The integrated hydroconversion process comprises combining a first refinery stream with a first hydrogen-rich gaseous stream to form a first feedstock; passing the first feedstock to a first reaction zone maintained at conditions sufficient to effect a boiling range conversion, to form a first reaction zone effluent comprising normally liquid phase components and normally gaseous phase components; combining the entire first reaction zone effluent with a second refinery stream to form a second feedstock; passing the second feedstock to a second reaction zone maintained at conditions sufficient for converting at least a portion of the nitrogen compounds and at least a portion of the aromatic compounds present in the second refinery stream, to form a second reaction zone effluent; separating the reaction zone effluent into at least one distillate fraction and a second hydrogen-rich gaseous stream; and recycling at least a portion of the second hydrogen-rich gaseous stream to the first reaction zone.

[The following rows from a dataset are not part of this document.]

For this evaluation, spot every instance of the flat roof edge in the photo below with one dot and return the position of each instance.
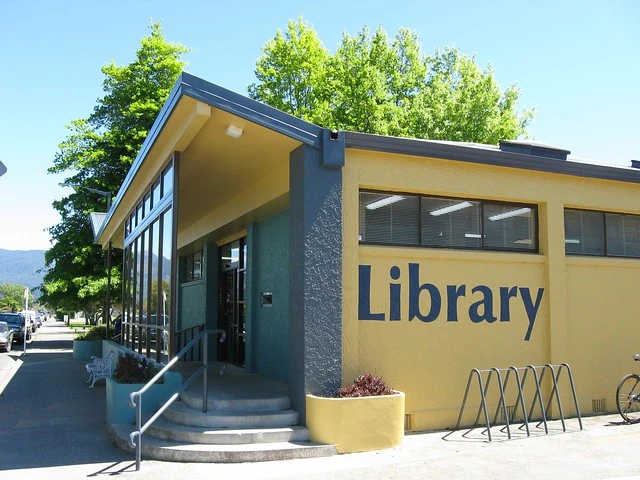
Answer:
(487, 156)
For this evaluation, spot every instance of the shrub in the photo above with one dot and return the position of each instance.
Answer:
(365, 386)
(96, 332)
(132, 368)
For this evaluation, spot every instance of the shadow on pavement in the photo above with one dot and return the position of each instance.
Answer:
(49, 415)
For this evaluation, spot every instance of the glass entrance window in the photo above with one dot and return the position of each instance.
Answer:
(231, 300)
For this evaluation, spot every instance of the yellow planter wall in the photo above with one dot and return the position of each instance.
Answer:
(587, 317)
(356, 424)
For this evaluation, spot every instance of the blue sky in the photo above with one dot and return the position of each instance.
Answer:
(576, 62)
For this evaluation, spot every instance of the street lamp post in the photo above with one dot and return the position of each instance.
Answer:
(106, 312)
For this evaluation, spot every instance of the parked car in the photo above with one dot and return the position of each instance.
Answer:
(32, 319)
(17, 323)
(6, 337)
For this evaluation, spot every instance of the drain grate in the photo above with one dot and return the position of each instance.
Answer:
(598, 405)
(407, 422)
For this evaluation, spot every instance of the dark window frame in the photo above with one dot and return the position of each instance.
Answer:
(482, 204)
(606, 248)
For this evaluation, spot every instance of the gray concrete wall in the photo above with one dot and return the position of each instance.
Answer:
(269, 250)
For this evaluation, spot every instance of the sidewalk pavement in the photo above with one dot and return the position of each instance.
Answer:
(53, 427)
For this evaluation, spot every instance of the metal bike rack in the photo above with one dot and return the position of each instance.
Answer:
(483, 389)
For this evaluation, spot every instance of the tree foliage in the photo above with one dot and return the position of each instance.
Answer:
(97, 154)
(12, 297)
(374, 85)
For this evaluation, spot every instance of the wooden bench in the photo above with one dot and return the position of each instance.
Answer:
(100, 367)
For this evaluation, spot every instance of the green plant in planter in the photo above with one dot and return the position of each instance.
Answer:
(366, 385)
(96, 332)
(133, 368)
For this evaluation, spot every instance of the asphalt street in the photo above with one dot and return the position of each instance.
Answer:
(53, 427)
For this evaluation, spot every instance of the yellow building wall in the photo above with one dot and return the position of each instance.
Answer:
(588, 316)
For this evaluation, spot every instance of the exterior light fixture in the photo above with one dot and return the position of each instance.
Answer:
(450, 208)
(509, 214)
(384, 202)
(233, 131)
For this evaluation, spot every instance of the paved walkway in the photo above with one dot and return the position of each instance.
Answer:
(53, 427)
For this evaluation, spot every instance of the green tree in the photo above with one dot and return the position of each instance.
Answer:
(98, 153)
(375, 85)
(291, 72)
(12, 297)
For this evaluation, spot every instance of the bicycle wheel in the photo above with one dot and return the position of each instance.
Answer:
(628, 398)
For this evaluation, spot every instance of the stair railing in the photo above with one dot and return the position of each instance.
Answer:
(135, 398)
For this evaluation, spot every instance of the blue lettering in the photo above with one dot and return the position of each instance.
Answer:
(394, 295)
(505, 294)
(486, 303)
(415, 289)
(481, 310)
(364, 295)
(531, 308)
(453, 293)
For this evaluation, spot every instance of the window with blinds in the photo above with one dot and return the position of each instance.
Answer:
(414, 220)
(601, 233)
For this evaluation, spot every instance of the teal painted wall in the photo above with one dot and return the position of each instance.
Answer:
(269, 326)
(192, 304)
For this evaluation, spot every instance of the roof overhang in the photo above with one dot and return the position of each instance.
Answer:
(193, 122)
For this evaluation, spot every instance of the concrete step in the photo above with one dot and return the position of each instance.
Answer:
(174, 451)
(182, 414)
(239, 392)
(165, 430)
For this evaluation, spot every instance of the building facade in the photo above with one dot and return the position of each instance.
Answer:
(324, 255)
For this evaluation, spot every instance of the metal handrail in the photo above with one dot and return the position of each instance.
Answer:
(135, 398)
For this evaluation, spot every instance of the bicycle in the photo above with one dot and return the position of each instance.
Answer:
(628, 396)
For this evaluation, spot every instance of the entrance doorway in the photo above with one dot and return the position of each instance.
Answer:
(231, 301)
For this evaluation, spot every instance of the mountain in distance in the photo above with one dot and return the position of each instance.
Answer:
(24, 267)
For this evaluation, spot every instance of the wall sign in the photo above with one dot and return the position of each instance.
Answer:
(480, 310)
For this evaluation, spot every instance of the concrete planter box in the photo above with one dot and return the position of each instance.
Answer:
(85, 349)
(118, 409)
(356, 424)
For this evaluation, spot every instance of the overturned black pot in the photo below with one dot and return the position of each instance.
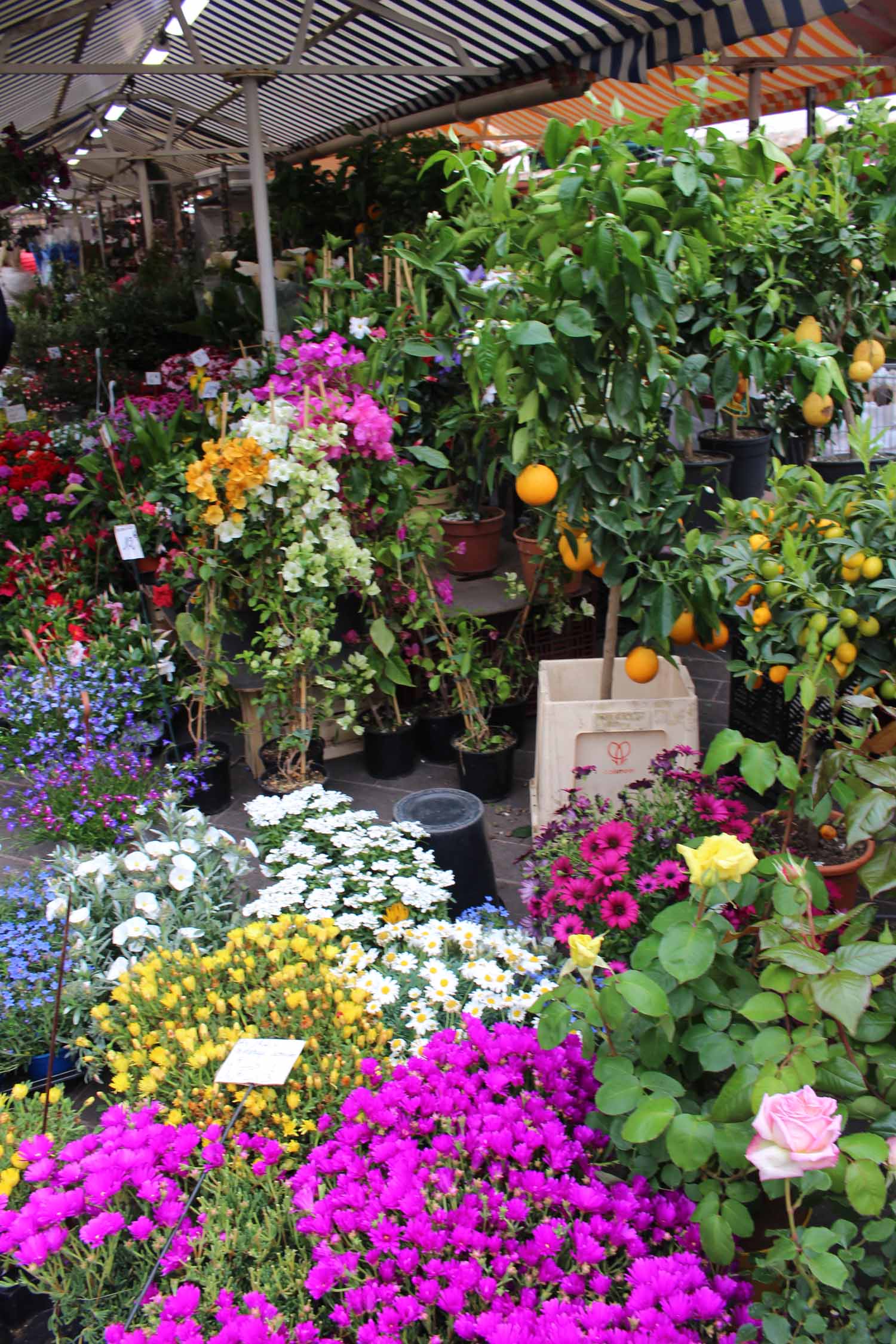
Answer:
(390, 753)
(487, 775)
(435, 735)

A VGO is a preferred first refinery stream, and a residuum is a preferred second refinery stream. The residuum contains higher amounts of asphaltenes than the VGO, and generally boils in a higher temperature range. The preferred first reaction zone contains hydrocracking catalyst, maintained at hydrocracking conditions. Likewise, the preferred second reaction zone contains hydrotreating catalyst, maintained at hydrotreating reaction conditions. In the process, the first and the second reaction zones are contained within a single reactor vessel, or in two close coupled reactor vessels, with an single integrated hydrogen supply and recovery system serving both reaction zones. The process serves to prevent contaminants present in the second refinery stream from fouling the catalyst in the first reaction zone.

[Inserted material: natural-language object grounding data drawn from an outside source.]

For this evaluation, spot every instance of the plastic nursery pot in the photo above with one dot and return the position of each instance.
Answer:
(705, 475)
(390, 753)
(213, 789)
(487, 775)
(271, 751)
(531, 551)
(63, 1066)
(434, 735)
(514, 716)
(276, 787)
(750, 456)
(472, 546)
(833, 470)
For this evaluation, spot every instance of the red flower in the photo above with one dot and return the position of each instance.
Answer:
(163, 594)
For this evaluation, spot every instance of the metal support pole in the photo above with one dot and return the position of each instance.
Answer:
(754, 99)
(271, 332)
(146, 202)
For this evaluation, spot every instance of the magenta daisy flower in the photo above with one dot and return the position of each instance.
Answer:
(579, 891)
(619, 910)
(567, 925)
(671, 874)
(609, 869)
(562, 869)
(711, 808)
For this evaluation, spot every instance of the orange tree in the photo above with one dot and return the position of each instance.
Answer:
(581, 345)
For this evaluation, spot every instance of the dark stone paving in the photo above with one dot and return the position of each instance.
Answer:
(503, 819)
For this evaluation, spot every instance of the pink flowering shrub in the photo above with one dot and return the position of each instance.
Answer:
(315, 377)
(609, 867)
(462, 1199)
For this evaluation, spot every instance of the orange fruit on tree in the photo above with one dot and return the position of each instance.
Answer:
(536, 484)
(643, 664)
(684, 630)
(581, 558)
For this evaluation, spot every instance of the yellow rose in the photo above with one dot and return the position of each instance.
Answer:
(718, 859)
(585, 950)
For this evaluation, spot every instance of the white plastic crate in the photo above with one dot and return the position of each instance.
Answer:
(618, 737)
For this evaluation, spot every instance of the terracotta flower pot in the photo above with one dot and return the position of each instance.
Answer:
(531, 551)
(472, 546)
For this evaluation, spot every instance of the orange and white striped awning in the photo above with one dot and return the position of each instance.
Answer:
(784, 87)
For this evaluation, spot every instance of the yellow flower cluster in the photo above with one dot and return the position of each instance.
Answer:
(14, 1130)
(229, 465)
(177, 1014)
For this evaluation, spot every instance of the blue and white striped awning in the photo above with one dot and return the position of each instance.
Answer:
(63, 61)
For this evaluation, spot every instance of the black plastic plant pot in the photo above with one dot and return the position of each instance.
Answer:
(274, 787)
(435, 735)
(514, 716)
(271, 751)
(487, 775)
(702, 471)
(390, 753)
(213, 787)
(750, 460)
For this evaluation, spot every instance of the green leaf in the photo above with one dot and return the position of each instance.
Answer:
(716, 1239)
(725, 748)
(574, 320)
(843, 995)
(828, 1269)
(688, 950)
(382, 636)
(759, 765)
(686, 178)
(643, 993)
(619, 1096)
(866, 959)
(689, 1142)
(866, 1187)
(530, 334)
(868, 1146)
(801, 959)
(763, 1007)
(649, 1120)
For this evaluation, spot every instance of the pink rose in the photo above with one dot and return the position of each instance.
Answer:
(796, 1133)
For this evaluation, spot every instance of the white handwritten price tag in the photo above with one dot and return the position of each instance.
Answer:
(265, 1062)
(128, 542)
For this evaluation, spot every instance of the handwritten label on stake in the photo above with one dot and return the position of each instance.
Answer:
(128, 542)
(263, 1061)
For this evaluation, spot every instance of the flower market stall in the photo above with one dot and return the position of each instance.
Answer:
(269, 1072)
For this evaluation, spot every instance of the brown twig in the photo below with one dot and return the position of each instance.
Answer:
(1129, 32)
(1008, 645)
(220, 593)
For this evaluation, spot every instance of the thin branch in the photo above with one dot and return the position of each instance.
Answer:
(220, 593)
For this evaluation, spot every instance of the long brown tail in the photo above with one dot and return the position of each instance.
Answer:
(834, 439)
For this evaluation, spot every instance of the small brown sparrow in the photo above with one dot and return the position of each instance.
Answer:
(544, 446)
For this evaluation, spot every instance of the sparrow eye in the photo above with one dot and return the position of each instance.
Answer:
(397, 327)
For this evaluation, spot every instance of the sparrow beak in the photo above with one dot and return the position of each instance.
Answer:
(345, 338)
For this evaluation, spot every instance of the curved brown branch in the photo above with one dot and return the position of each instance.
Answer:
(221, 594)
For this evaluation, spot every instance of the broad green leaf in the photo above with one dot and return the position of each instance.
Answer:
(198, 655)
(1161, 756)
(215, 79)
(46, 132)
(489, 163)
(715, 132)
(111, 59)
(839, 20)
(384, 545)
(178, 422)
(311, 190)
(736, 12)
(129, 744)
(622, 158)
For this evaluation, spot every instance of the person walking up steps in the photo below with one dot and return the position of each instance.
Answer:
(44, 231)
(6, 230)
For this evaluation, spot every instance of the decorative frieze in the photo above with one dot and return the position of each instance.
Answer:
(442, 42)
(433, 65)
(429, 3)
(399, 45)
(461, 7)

A preferred process comprises combining a VGO stream with a first hydrogen-rich gaseous stream to form a first feedstock; passing the first feedstock to a hydrocracking reaction zone, maintained at hydrocracking conditions sufficient to effect a boiling range conversion, to form a hydrocracking reaction zone effluent comprising normally liquid phase components and normally gaseous phase components; combining the entire hydrocracking reaction zone effluent, at substantially the same temperature and at substantially the same temperature as the hydrocracking reaction zone, with a residuum stream to form a second feedstock; passing the second feedstock to a hydrotreating reaction zone, maintained at hydrotreating conditions sufficient for converting at least a portion of the nitrogen compounds and at least a portion of the aromatic compounds present in the residuum stream, to form a hydrotreating reaction zone effluent; separating the hydrotreating reaction zone effluent into at least a liquid stream and a second hydrogen-rich gaseous stream; separating the liquid stream to recover at least one middle distillate stream; and recycling at least a portion of the second hydrogen-rich gaseous stream to the hydrocracking reaction zone.

BRIEF DESCRIPTION OF THE DRAWINGS

FIG. 1 illustrates an embodiment of the invention with a single reactor vessel containing a first reaction zone and a second reaction zone for the present integrated process.

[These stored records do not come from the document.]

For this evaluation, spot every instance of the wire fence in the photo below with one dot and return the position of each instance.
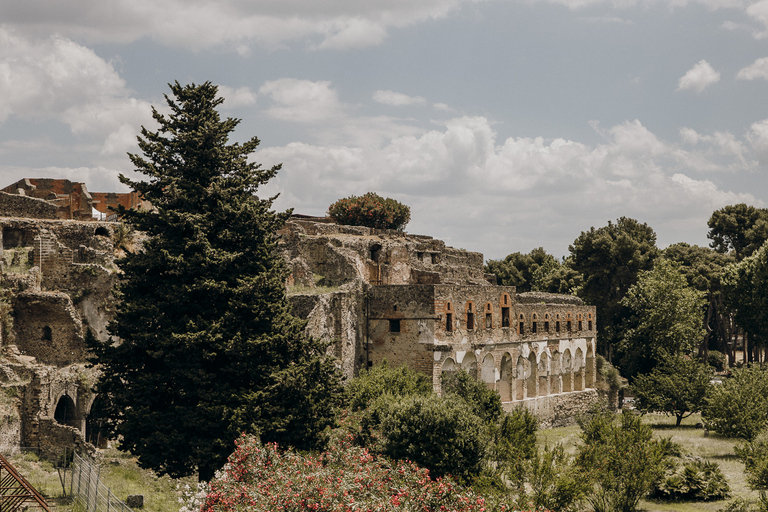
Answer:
(88, 491)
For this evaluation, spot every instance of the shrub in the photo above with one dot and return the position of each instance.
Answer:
(343, 478)
(739, 406)
(370, 210)
(694, 480)
(754, 455)
(620, 462)
(485, 402)
(440, 434)
(384, 379)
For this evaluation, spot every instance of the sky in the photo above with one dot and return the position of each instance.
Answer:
(505, 125)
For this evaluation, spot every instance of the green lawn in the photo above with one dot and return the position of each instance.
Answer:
(693, 440)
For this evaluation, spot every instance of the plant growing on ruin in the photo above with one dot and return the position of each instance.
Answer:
(370, 210)
(204, 346)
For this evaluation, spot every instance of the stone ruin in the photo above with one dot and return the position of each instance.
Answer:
(375, 295)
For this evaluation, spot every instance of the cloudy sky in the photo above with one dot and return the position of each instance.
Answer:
(505, 124)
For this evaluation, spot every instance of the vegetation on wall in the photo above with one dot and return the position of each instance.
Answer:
(370, 210)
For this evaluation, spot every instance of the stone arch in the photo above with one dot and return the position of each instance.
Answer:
(488, 316)
(522, 373)
(469, 364)
(578, 370)
(555, 378)
(532, 381)
(566, 371)
(469, 315)
(488, 371)
(543, 371)
(506, 377)
(66, 412)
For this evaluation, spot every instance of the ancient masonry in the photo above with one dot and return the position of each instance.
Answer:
(376, 295)
(407, 299)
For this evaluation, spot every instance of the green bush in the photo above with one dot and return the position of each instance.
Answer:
(716, 360)
(695, 480)
(384, 379)
(619, 461)
(754, 455)
(440, 434)
(739, 406)
(485, 402)
(370, 210)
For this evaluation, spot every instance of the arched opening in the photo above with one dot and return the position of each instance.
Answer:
(578, 370)
(506, 378)
(543, 370)
(95, 423)
(520, 379)
(488, 372)
(66, 413)
(469, 364)
(566, 371)
(589, 376)
(532, 380)
(555, 384)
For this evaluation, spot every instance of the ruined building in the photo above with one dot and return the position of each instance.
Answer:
(375, 294)
(408, 299)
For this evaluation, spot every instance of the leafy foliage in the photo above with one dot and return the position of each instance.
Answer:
(343, 478)
(740, 229)
(207, 345)
(619, 461)
(693, 480)
(665, 322)
(739, 406)
(383, 379)
(610, 259)
(678, 386)
(370, 210)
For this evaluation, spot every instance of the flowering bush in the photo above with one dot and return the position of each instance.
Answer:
(345, 478)
(370, 210)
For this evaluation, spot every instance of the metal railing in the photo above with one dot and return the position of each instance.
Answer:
(86, 488)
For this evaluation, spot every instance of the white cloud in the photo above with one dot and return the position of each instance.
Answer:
(397, 99)
(302, 100)
(699, 77)
(758, 69)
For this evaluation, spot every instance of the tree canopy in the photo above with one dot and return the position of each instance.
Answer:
(204, 346)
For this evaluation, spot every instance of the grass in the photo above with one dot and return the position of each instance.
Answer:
(119, 472)
(693, 440)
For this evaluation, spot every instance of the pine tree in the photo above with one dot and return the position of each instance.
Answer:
(205, 346)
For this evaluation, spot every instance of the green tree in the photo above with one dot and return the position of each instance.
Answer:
(677, 386)
(739, 229)
(610, 259)
(620, 461)
(739, 406)
(205, 346)
(665, 319)
(370, 210)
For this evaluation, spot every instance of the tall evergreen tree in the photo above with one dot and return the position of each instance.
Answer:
(205, 345)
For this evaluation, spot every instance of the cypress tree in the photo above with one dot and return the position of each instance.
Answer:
(205, 346)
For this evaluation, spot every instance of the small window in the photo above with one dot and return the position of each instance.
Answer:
(505, 316)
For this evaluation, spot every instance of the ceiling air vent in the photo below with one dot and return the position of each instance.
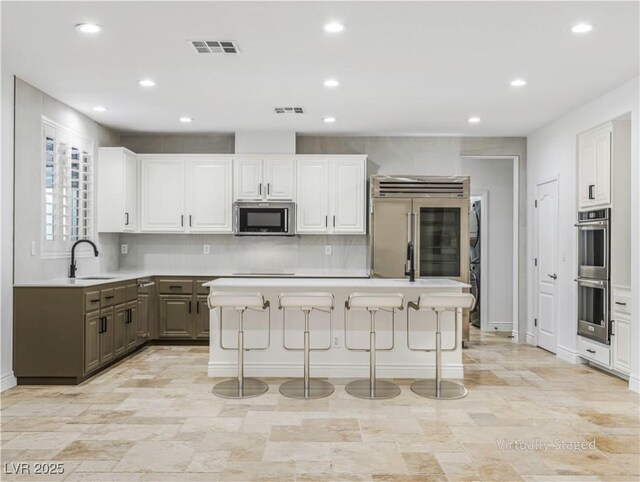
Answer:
(288, 110)
(215, 46)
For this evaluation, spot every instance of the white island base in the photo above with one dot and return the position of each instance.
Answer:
(337, 362)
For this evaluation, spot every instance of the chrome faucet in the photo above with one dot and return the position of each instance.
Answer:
(411, 262)
(73, 268)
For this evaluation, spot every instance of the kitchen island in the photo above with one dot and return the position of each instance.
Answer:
(337, 362)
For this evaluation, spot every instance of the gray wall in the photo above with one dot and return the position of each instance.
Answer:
(30, 105)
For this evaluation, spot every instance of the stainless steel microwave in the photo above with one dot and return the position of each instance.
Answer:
(264, 218)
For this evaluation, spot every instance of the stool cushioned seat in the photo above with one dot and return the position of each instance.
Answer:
(376, 300)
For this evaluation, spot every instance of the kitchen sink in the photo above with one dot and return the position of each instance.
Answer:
(97, 277)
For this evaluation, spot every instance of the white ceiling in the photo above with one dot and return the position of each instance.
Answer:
(404, 68)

FIG. 2 illustrates a second embodiment having two reactor vessels, with a reaction zone contained in each vessel.

DETAILED DESCRIPTION OF THE INVENTION

This invention relates to two reaction processes, using two dissimilar feeds, which are combined into a single integrated reaction process, using a single hydrogen supply and recovery system. The reactant and product flows and reaction conditions in the present process are selected to avoid contaminating catalysts or products while maintaining catalyst performance and process efficiencies. The feeds to the process include a first refinery stream containing relatively lesser amounts of asphaltenes, and a second refinery stream which contains relatively greater amounts of asphaltenes. The process is particularly useful for treating a relatively clean feedstock under cracking conditions and a more aromatic, higher boiling feed under treating conditions in an integrated process, using a single hydrogen supply and recovery system, without fouling the cracking catalysts with the asphaltenes in the second refinery stream.

In the process, a first refinery stream such as a VGO is hydrocracked in the presence of hydrogen over a hydrocracking catalyst contained in a first reaction zone at conditions sufficient to remove at least a portion of the nitrogen compounds from the first refinery stream and to effect a boiling range conversion. The entire effluent from the first reaction zone is combined with a second refinery stream, and the combined feedstock, along with optional additional hydrogen-rich gas, is cascaded to a second catalyst bed in a second reaction zone, which is maintained at conditions sufficient to remove at least a portion of the nitrogen and a portion of the aromatic compounds from the second refinery stream. The feedstocks may flow through one or both of the reaction zones in gravity flow in a downwardly direction or upwardly against gravity. The process is in contrast to a conventional practice of combining the second refinery stream with the first refinery stream and cracking the combination together. Alternative conventional practice treats the two feedstocks in separate processes, with separate hydrogen supply, recovery and recycle systems.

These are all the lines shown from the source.